On Wednesday 30th October, many of you encountered a problem accessing the Revolut app.
Even though the outage lasted just a few hours, we’re sorry that it happened. This is not the level of service we expect to deliver. In this blog, we’re going to explain exactly what went wrong, and let you know what we’re doing to help avoid it happening again.
Please note, this blog gets pretty technical, but we’ll try to explain terms along the way.
When did this happen?
30th October, 2019 13:32 - 16:00
Here’s what happened
It started with a number of customers being logged out, followed by a significant reduction in performance, which resulted in the Revolut app becoming slow. By slow, we mean that things took seconds rather than the usual milliseconds.
For those who were able to log in, numerous features were affected.

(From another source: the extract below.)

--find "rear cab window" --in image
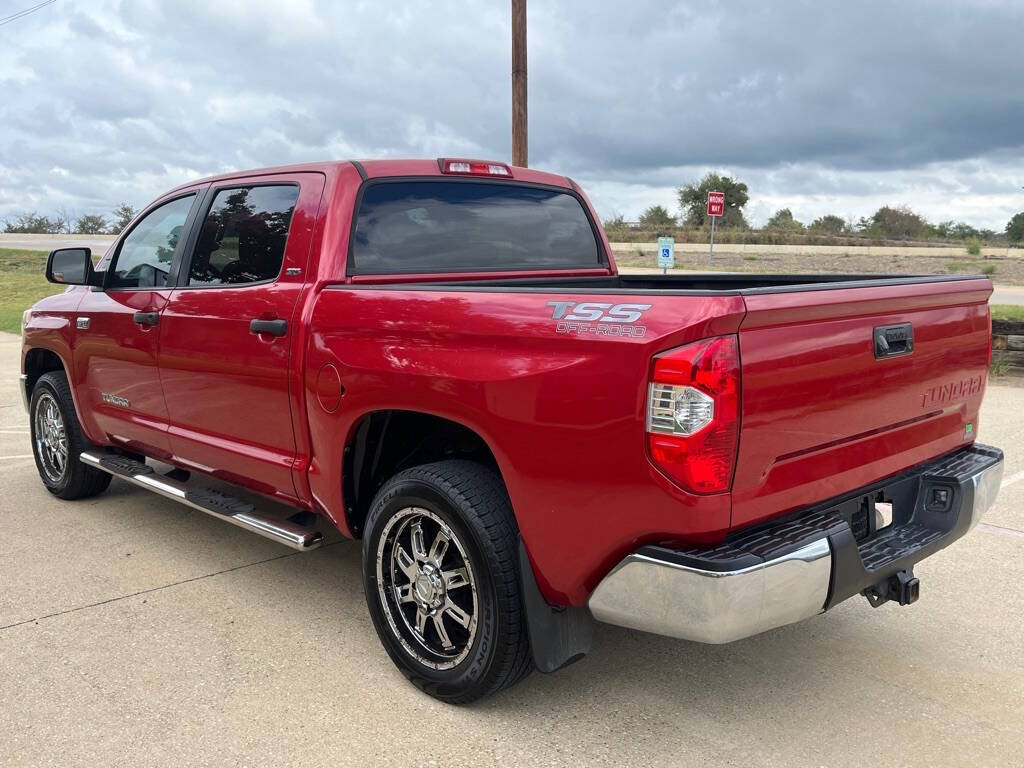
[187,184,299,286]
[348,178,607,274]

Card payments and ATM withdrawals were not affected and continued to work as normal.
Some context surrounding the problem
We release our backend applications — the systems that power the Revolut mobile app — many times a day. Before going to production, every change goes through a phase of automated testing (we follow Test Driven Development as an important part of our change management process).
Successful builds are automatically deployed to what’s known as a ‘staging environment’, where the consistency of the application and the deployment configuration is verified (i.e. we check that it works the way we want it to). Following this, the build can go through a phase of manual verification.
Once we are happy that any proposed changes can be released into production, we trigger what’s called a ‘green-blue deployment’. This green-blue deployment allows us to send requests to the new version of the application, once it's ready to process these requests.
If the new version of the application fails to deploy, then the old version of the application will continue to run. The same procedure is performed in the staging environment.
One of the deployment steps is to change the structure of the database, if required. Since during deployment for a very short period of time the updated database is used by the old application version, to ensure the smooth release of the new version, we have to always make database changes in a backward-compatible manner (meaning that we can go back if necessary).
Unfortunately, due to a human error, changes were made without backward compatibility, meaning that there was a change in the database behind the authentication service that authenticates every mobile app request. When the authentication service isn’t working properly, it leads to problems accessing the app.
Deeper into the issue
For the engineers out there, an unused empty column was removed, however, it remained referenced in some queries to this table, in the previous version of the authentication service running at the time of production. This resulted in authentication errors and automatic logouts in the app.
For all non-engineers, a piece of code was changed, which resulted in you being logged out of the app.
This lasted for a period of a few minutes, but due to the spike in authentication errors (people being logged out and trying to log back in again), an alert was triggered. One of our engineers saw that the errors spiked during deployment, and performed a rollback to the previous version of the service, so that customers would be able to log in again.
Unfortunately, our rollback procedure does not roll back automatic database changes; this step has to be checked manually. As a result, the rollback resulted in the deployment of the previous version of the application, which was not compatible with the version of the database structure*. This led to more authentication errors and more delays.
*This is what engineers refer to as a database schema.
Once our engineers realised the mistake, they brought the database schema in sync with the application about 20 minutes later. During this time a significant number of customers who had been logged out, tried to log back in at the same time. Once the authentication service was back up and running, those users who did manage to log in again started loading account data all at once, causing a spike in pressure on the system, leading to slow response times.
Our backend applications were gradually scaled out in the next 20 minutes (added more servers), which allowed the system to handle more requests, but at the same time created a lot of pressure on the database. We therefore decided to scale out the database (add more servers), which took a further 30 minutes. From that point, response times started gradually normalising, and by 16:00 everything was back to normal.
Still with us?
Here’s what we learned
We generally focus on automating all aspects of the change process and system runtime as much as possible, so that our systems can be more resilient without human intervention. We learned that we have to remove another step in our process that is vulnerable to human error, and to prioritise the automation of validation, with regard to backward compatibility of database structure changes.
We've made our authentication logic more stable so as not to cause logout from the app during intermittent errors, such as we experienced here.
Clearly, scaling of our databases needs to be faster. Ironically, this was a known deficiency and our engineers are currently in the final stages of implementing a solution that addresses this issue.
Even though we took this outage as an opportunity to learn, any interruption to your service is unacceptable, and we wholeheartedly apologise for that. Sometimes systems fail, but it’s by working together that we’re able to fix them.
We’d like to extend our thanks to all of you for your patience, and we hope that you found this debrief informative.